Very young children are drawn to animals, especially baby animals. Babies are more likely to smile at, talk to and touch live animals rather than mechanical animal toys. Studies of the dreams of pre-school children reveal that as many as 90% of their dreams are about animals. There is also considerable evidence that children derive emotional sustenance from their companion animals, often talking to their pets when lonely, afraid or sad.
Early childhood educators have recognised that children thrive when they spend time in natural settings that include opportunities for interactions with animals. . Unlike adults who have been socialised into a transnational view of animals; what they can provide in the way of food, clothing or entertainment, children recognise the intrinsic value of animals; that simply because they are living creatures, they are important. Children innately understand that they are part of and not separate to, nature.

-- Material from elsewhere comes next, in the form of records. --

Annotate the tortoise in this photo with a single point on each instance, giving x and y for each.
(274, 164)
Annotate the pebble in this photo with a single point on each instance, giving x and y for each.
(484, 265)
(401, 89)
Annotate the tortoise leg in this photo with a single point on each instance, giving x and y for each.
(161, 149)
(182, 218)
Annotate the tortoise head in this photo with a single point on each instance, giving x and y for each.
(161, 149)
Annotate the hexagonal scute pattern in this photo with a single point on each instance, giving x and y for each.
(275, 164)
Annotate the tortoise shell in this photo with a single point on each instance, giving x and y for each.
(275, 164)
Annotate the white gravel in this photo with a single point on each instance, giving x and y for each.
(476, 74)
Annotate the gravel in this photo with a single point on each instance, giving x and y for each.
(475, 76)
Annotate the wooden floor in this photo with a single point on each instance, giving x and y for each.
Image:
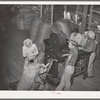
(11, 62)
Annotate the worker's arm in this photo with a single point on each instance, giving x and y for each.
(88, 49)
(26, 63)
(68, 59)
(35, 50)
(24, 52)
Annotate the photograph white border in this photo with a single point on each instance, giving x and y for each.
(50, 94)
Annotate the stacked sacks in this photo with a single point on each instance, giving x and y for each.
(62, 25)
(65, 26)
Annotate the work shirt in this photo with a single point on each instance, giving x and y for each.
(74, 53)
(77, 38)
(90, 46)
(31, 51)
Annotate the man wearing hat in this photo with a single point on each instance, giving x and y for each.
(90, 46)
(69, 67)
(30, 51)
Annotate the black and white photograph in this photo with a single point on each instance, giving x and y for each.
(50, 47)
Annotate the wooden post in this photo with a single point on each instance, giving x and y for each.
(41, 11)
(90, 18)
(52, 8)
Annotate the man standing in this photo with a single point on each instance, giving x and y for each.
(69, 67)
(90, 46)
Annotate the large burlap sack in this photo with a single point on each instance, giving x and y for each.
(27, 80)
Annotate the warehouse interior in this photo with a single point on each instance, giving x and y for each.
(37, 22)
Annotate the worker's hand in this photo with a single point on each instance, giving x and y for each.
(80, 48)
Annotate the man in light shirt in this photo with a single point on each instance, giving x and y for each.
(30, 51)
(76, 36)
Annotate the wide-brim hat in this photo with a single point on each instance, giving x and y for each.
(28, 43)
(73, 42)
(91, 34)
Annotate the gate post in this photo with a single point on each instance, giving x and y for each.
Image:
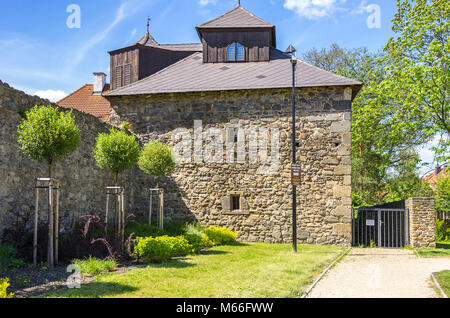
(421, 222)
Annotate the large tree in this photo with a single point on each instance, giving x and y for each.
(417, 58)
(382, 143)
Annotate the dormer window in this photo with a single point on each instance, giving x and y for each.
(235, 52)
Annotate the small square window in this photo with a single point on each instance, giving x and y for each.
(235, 202)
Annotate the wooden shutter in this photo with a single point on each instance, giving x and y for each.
(118, 77)
(127, 75)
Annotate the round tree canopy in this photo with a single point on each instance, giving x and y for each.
(48, 134)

As social media videos show, children have the openness and capacity to bond with any kind of animal. A chance encounter with an orphaned magpie can trigger a lifelong passion for native birds. When children are introduced to wild animals, a whole new world opens before them. Even endemic wild creatures such as ducks, possums and lizards can absorb a child’s full attention
The fictional wall that human society has built to delineate between human and animal is invisible to children. Children are curious to know about all the different ways of being an animal. As any story teller knows, a child is endlessly fascinated about animals live. They love to hear the sounds animal make, the homes they build, what and how they eat. Children are amazed by the ability of animals to fly, swim through the water and climb high in the trees, or seem to disappear through camouflage.
Introducing children to the natural environment and wild animals can help children develop empathy for animals. Research also reveals that when children are encouraged to care for companion animals, they tend to be more sensitive and caring toward other people as well. A growing body of evidence shows that children who are supported in their care for animals tend to generalise that love to other living things. Developing caring relationships with animal can lead to deeper feelings of empathy in young children, more positive peer relationships, and social-emotional development.

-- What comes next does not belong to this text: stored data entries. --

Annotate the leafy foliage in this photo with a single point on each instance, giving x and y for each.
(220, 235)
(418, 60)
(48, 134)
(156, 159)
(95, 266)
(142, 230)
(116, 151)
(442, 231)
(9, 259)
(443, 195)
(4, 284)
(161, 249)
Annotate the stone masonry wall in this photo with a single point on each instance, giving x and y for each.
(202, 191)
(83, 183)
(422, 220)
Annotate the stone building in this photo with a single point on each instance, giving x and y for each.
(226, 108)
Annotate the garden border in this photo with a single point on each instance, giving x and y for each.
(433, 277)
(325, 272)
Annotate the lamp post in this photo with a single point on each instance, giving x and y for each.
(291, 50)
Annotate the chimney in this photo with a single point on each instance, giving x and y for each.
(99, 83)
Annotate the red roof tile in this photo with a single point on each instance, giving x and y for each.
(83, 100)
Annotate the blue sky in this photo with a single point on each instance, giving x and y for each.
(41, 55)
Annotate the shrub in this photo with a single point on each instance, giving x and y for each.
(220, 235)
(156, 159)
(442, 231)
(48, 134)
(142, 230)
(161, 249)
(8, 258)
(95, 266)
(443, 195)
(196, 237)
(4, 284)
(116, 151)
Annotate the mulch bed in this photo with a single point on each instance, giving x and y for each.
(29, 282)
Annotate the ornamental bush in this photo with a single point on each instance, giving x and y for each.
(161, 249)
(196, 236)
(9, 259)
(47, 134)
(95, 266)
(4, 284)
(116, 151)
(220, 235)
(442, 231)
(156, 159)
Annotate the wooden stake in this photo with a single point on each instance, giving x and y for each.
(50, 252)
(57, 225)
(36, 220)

As children have experiences with animals, they learn about differences and similarities, needs (such as for food, shelter, water and space), and compassion and empathy can grow and deepen.
Conversely, if children are not exposed to the natural world in a positive way, their developing amygdala may only learn the fear response to animals and the natural world. Their innate sense of connection to nature can be overridden by adult role modelling. At worst, children may develop biophobia, an aversion to nature. Children may learn to become fearful of insects and animals not found in highly urbanised environments. These children are at risk of growing up to undervalue the environment and to have little regard for animals as sentient beings.